Red Bull Will Compare Honda & Renault at Canadian GP
Though Renault boss Cyril Abiteboul had given Red Bull until the end of May to decide, that deadline seems mostly meaningless to its current customers.
“It will be a month or so. End of June, beginning of July. It’s the time-frame we’ve always talked about,” said Horner, who is unlikely to let Abiteboul force his hand given that Renault is contractually obliged to supply Red Bull with engines until at least 2020 should the energy drinks company fail to secure them from another manufacturer.
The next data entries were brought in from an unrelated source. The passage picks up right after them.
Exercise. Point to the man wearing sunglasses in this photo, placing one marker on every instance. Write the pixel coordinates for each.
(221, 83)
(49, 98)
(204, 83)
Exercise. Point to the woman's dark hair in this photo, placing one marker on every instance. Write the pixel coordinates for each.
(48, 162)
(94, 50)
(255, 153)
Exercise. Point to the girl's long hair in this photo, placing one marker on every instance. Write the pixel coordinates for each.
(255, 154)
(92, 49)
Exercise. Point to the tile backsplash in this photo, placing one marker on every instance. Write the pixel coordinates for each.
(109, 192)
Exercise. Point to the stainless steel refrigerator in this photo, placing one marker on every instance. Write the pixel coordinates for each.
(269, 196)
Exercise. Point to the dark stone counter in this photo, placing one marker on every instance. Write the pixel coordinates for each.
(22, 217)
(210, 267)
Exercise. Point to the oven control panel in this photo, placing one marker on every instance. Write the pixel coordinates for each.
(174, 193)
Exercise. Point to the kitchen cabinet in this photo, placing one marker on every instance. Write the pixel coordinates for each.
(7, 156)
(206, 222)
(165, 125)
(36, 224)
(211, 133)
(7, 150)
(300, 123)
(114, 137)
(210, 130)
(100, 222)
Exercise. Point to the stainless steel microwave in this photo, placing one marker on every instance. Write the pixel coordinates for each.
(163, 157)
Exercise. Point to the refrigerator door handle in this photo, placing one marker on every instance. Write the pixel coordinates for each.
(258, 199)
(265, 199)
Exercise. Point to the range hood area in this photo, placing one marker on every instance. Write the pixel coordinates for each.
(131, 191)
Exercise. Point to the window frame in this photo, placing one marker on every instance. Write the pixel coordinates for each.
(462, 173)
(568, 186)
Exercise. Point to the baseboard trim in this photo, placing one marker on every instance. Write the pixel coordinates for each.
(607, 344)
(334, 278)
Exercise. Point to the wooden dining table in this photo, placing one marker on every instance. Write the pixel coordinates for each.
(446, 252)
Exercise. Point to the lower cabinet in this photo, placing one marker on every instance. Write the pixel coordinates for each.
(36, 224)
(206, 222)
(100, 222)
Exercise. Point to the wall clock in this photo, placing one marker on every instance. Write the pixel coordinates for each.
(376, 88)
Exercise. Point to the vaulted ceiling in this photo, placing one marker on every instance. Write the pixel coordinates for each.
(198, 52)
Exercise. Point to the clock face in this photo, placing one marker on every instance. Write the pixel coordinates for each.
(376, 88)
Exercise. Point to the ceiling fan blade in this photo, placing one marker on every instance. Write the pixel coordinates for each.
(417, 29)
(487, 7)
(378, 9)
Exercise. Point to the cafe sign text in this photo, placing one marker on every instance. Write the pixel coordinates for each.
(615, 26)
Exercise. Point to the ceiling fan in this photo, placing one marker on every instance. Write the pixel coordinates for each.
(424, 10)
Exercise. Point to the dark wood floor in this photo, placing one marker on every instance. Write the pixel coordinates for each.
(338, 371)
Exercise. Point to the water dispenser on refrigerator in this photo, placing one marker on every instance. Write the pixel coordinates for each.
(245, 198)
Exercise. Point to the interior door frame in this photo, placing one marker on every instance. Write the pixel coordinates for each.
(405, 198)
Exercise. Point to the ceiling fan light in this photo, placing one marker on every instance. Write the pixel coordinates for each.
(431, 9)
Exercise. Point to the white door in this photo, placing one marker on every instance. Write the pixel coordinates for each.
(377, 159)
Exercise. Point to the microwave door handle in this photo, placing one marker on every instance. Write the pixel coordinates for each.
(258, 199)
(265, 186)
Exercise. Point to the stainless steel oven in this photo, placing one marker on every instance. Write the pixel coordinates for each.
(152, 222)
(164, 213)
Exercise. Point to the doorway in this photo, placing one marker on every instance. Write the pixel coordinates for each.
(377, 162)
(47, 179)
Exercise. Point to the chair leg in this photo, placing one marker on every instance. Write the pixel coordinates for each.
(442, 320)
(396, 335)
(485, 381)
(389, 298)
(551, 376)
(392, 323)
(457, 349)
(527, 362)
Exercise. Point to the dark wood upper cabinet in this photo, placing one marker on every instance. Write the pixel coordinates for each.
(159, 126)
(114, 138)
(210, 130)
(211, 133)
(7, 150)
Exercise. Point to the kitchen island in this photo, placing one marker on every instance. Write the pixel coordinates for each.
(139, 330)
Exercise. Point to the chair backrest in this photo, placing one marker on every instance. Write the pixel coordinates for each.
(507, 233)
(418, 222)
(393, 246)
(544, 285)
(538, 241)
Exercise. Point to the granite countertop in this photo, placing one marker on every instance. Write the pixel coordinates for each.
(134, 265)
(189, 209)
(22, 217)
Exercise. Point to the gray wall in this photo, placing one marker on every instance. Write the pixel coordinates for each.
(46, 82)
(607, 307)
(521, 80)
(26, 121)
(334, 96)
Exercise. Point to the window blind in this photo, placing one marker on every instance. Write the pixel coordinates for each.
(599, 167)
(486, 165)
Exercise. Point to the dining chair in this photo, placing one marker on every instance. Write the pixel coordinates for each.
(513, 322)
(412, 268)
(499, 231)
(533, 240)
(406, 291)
Waiting until at least the Canadian Grand Prix is important to Horner because both Honda and Renault are planning to bring updates to the race. “We want to compare the two engines in Canada,” he said. “We’ll get small updates in Montreal but we need to get the most out of them. It’s very important to us.”
One of the issues Red Bull has had with Renault has been the lack of a competitive qualifying mode, which its competitors use to get an extra edge in the final qualifying session on Saturday. Despite having a consistently strong race package, Red Bull has struggled to keep up in this area—and given how difficult it has been for drivers to overtake in 2018, qualifying as far up the grid as possible has been of major importance.
Horner believes that with a compelling qualifying mode, Red Bull could finally challenge for race wins on a consistent basis. “If I’m not mistaken, in the last six races the five fastest laps were ours,” he said. “If we get more power in the last qualifying session, there will be nothing stopping us from making the lives of Mercedes and Ferrari very difficult.”